Swell a Progress

“If I believed,” said the voice, and sighed a little, “that I spoke to one who might bear my tale back to the world above, I of course should yet be silent. But this — I have been told — is impossible. And how should I presume to disturb that endless rolling voice? And how should I presume… So I answer you, and pay thus more my debt.”

“But your name,” said Hoopla, “and what you did, and what you were, and of what family?”

“Go gently,” said Nuncio. “Gently. Not all who suffer along this trench of evil are here out of malice borne, but and again by a thousand tiny cuts and moments lost in the turning of the page. Of such a caste is this soul, I think. Answer clearly,” he said, turned to the spirit, “and fear no ill-report.”

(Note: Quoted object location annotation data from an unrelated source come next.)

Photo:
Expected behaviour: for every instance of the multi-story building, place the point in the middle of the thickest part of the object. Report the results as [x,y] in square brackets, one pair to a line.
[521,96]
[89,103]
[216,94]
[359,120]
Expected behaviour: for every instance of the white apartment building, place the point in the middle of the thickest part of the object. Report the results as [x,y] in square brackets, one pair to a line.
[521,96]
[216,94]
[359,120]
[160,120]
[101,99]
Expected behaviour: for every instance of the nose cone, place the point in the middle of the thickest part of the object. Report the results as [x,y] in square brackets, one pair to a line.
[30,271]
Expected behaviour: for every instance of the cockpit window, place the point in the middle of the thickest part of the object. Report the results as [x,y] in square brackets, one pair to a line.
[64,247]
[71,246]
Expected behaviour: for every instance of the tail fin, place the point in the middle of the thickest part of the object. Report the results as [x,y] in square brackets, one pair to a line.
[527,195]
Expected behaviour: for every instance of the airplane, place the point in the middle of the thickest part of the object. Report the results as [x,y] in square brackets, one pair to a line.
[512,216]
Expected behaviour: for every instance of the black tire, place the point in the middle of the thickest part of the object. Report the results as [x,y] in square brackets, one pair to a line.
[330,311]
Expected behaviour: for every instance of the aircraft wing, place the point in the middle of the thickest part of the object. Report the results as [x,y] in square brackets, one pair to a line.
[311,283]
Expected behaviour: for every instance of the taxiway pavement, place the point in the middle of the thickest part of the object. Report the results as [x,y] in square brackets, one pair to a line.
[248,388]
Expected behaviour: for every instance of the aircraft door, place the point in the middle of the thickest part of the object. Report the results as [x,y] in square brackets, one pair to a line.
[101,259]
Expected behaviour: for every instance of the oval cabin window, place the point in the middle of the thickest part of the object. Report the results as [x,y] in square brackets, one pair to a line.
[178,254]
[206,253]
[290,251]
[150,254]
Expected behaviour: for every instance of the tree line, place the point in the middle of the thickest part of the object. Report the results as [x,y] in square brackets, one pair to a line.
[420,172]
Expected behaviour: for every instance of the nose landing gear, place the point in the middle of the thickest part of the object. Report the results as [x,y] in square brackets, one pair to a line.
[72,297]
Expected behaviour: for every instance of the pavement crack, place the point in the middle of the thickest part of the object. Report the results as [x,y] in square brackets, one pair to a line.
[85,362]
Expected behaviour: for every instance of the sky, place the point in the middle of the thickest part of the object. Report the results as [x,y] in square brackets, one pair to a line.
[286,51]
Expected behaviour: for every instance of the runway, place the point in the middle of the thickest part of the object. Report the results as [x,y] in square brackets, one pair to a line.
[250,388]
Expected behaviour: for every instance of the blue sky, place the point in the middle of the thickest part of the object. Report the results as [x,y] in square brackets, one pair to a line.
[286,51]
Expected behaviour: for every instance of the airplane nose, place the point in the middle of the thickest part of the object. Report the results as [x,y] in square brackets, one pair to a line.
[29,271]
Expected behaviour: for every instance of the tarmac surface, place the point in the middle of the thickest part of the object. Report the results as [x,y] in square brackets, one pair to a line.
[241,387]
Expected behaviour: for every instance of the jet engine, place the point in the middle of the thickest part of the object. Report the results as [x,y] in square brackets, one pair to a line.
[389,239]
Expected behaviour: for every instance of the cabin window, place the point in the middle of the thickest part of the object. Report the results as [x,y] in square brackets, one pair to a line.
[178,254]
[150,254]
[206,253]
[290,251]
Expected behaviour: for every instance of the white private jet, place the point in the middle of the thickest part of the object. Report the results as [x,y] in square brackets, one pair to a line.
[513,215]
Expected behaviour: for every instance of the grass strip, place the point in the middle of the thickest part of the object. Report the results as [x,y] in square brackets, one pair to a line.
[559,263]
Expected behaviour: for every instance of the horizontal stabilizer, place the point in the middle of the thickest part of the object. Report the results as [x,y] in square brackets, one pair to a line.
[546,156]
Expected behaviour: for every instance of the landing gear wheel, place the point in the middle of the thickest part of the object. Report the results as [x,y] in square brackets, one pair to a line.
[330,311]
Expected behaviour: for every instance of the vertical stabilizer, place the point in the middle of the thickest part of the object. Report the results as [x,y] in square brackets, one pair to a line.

“My presence here is ill-report enough, but as you have asked I shall answer. I am, as you say, not one of the great souls that shook all heaven with their violence. But in my soul I nursed an eternal discontent, that could find no ease in the small rituals and kindnesses of a thousand teas and ices, and so grew foul within, though my tie was rich enough, asserted by — oh! — the simplest pin. And this I spread, turning my back on others and shaking my head quietly in the length of an afternoon speeding past, and dragged everyone down to my level. And her most of all whom I should have guarded against myself, and for this I must suffer here.”

And it fell silent. “Come on,” whispered Nuncio. “Leave him to his misery. Our way lies uphill and down. Leave him to his mermaids and his self-reproach.”